ModPageSpeed vs imgproxy

TL;DR

imgproxy is a focused, self-hosted image processing server. ModPageSpeed is a self-hosted optimization pipeline that includes image work plus critical CSS, JS/CSS minification, and HTML rewriting. If image transformations are all you need, imgproxy is a smaller, sharper tool. If you want the full page-level optimization layer that mod_pagespeed used to provide, ModPageSpeed is the closer fit.

At a glance

When to choose imgproxy

• You only need image processing — resizing, format conversion, smart cropping.
• You already have your own caching layer (Varnish, nginx, a CDN) and prefer to wire image processing in as a discrete service.
• You want a stateless URL-based transform API where every parameter is in the URL.
• Your stack isn't HTML-centric — you're serving images to native apps, signed URLs, or storage pipelines.
• You like the operational model of one binary, one Dockerfile, one job.

When to choose ModPageSpeed

• You want one process that handles images, CSS, JS, and HTML — the way mod_pagespeed used to.
• You're on nginx and want optimization wired into the response path, not as a separate service.
• You care about critical CSS extraction and inlining for LCP — that's not in imgproxy's scope.
• You want the cache and the optimizer to share a model of the request (viewport, format support, save-data) rather than wiring that into URLs yourself.
• You're migrating from mod_pagespeed and want the closest functional successor.

How they overlap

Both tools convert source images to modern formats and produce resized variants — WebP across 1.15 and 2.0, AVIF from the 2.0 worker. Both run on your servers with no third-party data path. Both are pull-based: the image gets optimized when it's first requested, then served from cache.

The genuine overlap is image format conversion and responsive sizing. For everything outside images, the products don't compete — they solve different problems.

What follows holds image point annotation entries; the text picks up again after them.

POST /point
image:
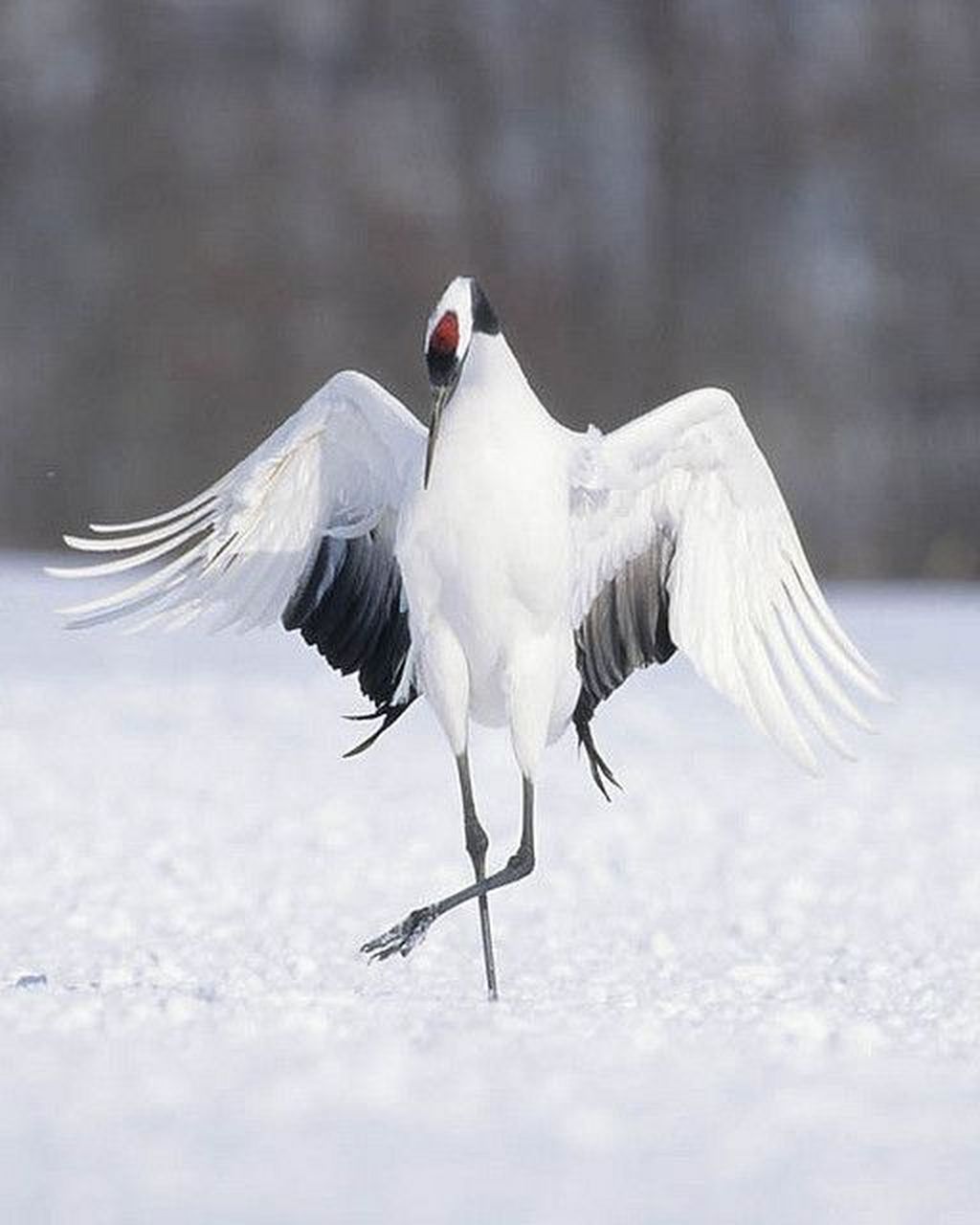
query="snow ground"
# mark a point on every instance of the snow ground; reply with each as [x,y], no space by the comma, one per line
[734,995]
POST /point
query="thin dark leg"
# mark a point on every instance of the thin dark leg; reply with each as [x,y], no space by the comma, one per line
[407,934]
[477,844]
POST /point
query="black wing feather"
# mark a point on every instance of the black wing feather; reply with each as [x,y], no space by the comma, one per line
[350,607]
[626,628]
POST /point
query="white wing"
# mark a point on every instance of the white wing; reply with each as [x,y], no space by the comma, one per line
[683,541]
[301,525]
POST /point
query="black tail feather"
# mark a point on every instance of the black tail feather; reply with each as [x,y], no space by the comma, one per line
[388,713]
[600,770]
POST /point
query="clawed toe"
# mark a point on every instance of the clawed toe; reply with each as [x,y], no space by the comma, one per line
[402,937]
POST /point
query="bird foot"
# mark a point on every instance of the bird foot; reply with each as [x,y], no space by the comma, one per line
[402,937]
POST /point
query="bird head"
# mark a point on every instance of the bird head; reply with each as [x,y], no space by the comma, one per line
[460,311]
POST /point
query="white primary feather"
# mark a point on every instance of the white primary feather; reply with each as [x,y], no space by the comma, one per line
[236,551]
[687,484]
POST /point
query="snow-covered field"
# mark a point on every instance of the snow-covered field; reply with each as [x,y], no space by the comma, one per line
[735,995]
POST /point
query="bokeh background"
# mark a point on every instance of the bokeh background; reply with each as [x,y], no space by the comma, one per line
[209,206]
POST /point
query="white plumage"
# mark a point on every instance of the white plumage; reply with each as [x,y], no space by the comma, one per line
[516,576]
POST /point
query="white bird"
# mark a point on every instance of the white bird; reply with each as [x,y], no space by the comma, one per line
[512,571]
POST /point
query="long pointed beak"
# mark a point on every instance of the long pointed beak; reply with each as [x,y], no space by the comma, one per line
[440,396]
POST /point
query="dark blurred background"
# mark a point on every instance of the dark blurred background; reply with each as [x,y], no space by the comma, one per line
[209,206]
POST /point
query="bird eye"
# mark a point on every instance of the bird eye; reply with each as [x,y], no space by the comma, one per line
[445,336]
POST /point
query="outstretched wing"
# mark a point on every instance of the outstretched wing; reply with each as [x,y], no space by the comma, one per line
[301,530]
[683,542]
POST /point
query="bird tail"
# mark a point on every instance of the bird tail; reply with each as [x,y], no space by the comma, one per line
[600,769]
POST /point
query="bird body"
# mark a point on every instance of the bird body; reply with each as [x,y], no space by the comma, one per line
[485,554]
[508,569]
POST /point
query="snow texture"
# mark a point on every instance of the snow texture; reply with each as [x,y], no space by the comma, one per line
[734,995]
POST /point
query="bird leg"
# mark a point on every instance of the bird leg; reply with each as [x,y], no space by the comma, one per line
[412,930]
[477,843]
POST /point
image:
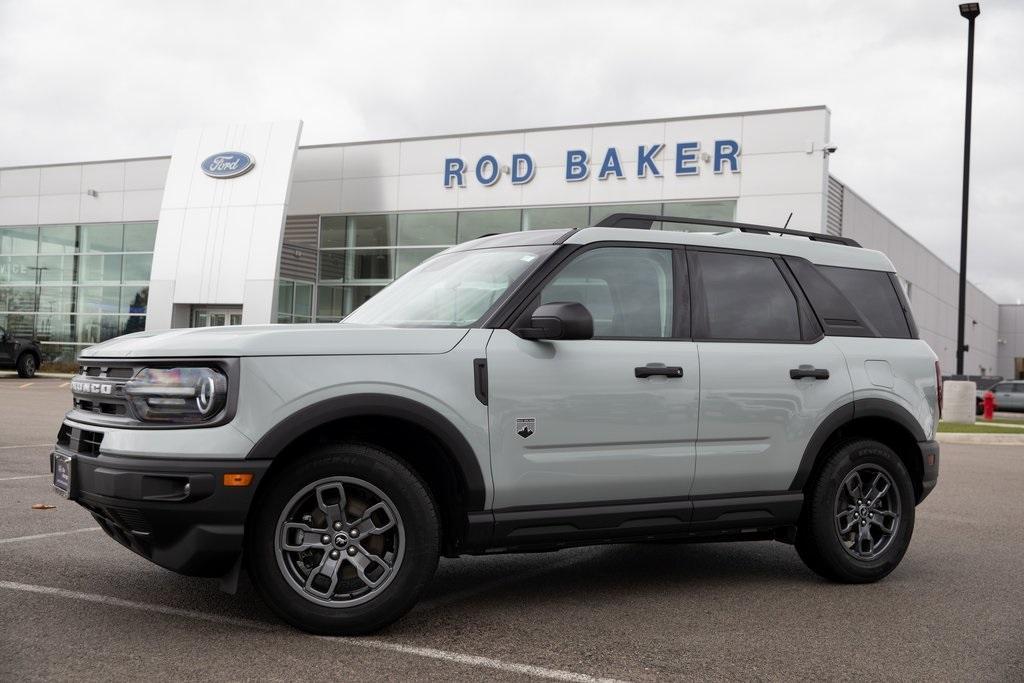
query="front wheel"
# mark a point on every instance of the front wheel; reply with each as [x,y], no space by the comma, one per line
[344,541]
[27,366]
[858,515]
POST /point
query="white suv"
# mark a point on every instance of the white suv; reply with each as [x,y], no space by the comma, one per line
[522,391]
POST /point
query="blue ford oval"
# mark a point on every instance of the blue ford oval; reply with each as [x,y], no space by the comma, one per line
[227,164]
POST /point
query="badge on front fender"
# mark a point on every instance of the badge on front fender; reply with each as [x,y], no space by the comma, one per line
[525,426]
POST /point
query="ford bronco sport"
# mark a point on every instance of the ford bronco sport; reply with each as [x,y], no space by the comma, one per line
[520,392]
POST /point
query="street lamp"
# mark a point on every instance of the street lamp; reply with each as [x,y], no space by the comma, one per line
[970,11]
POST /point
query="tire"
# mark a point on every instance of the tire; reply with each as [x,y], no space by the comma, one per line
[27,366]
[830,508]
[297,585]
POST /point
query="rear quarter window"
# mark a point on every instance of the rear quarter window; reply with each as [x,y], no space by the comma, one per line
[873,296]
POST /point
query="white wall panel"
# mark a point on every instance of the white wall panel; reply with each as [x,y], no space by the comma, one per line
[791,173]
[417,193]
[315,197]
[220,238]
[61,209]
[365,195]
[141,204]
[18,210]
[103,177]
[318,164]
[107,206]
[784,131]
[367,161]
[427,156]
[146,174]
[60,179]
[549,146]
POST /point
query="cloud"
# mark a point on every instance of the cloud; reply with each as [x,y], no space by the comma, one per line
[99,80]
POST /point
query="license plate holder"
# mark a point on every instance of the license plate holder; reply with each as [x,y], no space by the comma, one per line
[62,469]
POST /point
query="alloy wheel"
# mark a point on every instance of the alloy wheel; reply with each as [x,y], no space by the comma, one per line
[339,542]
[867,511]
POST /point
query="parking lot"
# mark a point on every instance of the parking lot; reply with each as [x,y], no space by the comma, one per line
[74,603]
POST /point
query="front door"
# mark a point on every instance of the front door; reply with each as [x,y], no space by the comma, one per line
[581,421]
[753,328]
[215,317]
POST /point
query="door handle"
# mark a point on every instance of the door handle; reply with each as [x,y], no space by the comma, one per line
[644,372]
[808,371]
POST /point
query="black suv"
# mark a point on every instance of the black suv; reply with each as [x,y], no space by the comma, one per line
[23,354]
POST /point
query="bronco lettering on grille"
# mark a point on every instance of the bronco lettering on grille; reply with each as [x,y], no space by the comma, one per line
[91,387]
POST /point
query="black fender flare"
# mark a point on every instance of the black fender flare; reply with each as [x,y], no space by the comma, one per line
[863,408]
[369,404]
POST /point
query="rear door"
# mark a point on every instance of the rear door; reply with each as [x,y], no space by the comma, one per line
[1009,395]
[578,422]
[768,377]
[6,348]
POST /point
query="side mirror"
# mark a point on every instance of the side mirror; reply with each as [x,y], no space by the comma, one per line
[559,321]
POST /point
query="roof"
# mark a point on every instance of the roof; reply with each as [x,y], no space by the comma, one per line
[822,253]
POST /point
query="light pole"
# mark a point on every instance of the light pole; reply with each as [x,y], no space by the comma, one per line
[970,11]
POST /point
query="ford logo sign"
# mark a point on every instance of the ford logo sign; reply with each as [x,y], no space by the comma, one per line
[227,164]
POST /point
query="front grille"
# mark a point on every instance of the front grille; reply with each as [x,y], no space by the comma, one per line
[100,389]
[82,441]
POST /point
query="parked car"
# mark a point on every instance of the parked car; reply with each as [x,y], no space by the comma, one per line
[19,353]
[522,392]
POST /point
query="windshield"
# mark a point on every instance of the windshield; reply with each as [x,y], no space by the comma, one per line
[451,290]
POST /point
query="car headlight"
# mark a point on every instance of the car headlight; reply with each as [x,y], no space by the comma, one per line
[177,394]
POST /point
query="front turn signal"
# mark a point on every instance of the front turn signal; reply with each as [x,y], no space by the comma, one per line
[238,478]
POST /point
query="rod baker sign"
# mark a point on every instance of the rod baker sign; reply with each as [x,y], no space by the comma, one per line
[685,159]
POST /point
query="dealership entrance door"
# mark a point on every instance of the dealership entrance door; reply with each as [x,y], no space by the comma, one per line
[216,316]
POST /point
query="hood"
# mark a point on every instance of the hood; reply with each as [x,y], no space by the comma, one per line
[249,340]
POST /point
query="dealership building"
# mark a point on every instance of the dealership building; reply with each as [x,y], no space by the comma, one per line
[243,224]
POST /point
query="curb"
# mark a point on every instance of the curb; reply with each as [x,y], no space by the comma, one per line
[981,439]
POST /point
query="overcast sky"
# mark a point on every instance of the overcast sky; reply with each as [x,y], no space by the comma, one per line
[96,80]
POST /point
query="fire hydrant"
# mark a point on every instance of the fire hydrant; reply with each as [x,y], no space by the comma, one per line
[988,406]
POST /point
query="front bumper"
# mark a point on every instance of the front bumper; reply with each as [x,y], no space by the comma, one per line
[175,512]
[930,467]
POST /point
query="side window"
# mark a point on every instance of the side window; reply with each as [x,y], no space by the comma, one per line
[629,291]
[743,298]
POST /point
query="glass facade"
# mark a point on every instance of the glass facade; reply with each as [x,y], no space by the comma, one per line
[295,301]
[359,255]
[72,286]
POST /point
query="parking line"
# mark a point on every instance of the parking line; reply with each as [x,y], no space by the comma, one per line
[35,537]
[474,660]
[491,586]
[428,652]
[119,602]
[25,476]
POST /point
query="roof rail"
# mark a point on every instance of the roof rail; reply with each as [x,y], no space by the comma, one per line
[643,221]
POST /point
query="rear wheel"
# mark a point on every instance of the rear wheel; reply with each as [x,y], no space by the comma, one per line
[27,366]
[344,541]
[859,513]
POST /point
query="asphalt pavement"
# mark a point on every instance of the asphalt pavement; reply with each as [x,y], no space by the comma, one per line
[76,604]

Migrating from imgproxy to ModPageSpeed

Migration is reasonable if imgproxy was a partial solution and you ended up writing scripts to minify CSS, generate critical CSS, or rewrite HTML around it. ModPageSpeed collapses those layers into one process.

If you're collapsing multiple optimization layers into one, ModPageSpeed handles the whole HTML response — images, CSS, JS, critical CSS — from a single worker, with decision-time format selection driven by the client's Accept header.

If you do migrate:

1. Identify the imgproxy URL patterns your templates emit. ModPageSpeed rewrites image URLs at the HTML layer, so template changes may be unnecessary.
2. Decide whether you still want a separate transform endpoint for signed URLs (e.g., user uploads). ModPageSpeed handles HTML-referenced images; user-upload pipelines may still belong in a dedicated service.
3. Point nginx at the ModPageSpeed interceptor and verify the cache directory has write access from both nginx and the worker. The Docker Compose walkthrough covers a working baseline.

Code & config side-by-side

WebP conversion in imgproxy (URL-based):

/insecure/rs:fit:800:600/f:webp/plain/https://example.com/photo.jpg

WebP conversion in mod_pagespeed 1.15. Install the nginx module on Debian 11/12/13, Ubuntu 22.04/24.04 (amd64 + arm64), or AlmaLinux 9 (amd64):

curl -fsSL https://packages.modpagespeed.com/install.sh | sudo sh
sudo apt install nginx-module-pagespeed   # or: sudo dnf install nginx-module-pagespeed

Then enable the filter (nginx config; it decides per-request from the client's Accept header):

pagespeed on;
pagespeed EnableFilters convert_jpeg_to_webp;
pagespeed FileCachePath /var/cache/pagespeed;

The difference is where the decision lives. imgproxy requires per-URL parameters in templates or signed URLs. ModPageSpeed makes the decision at HTML-rewrite time based on the client's Accept header.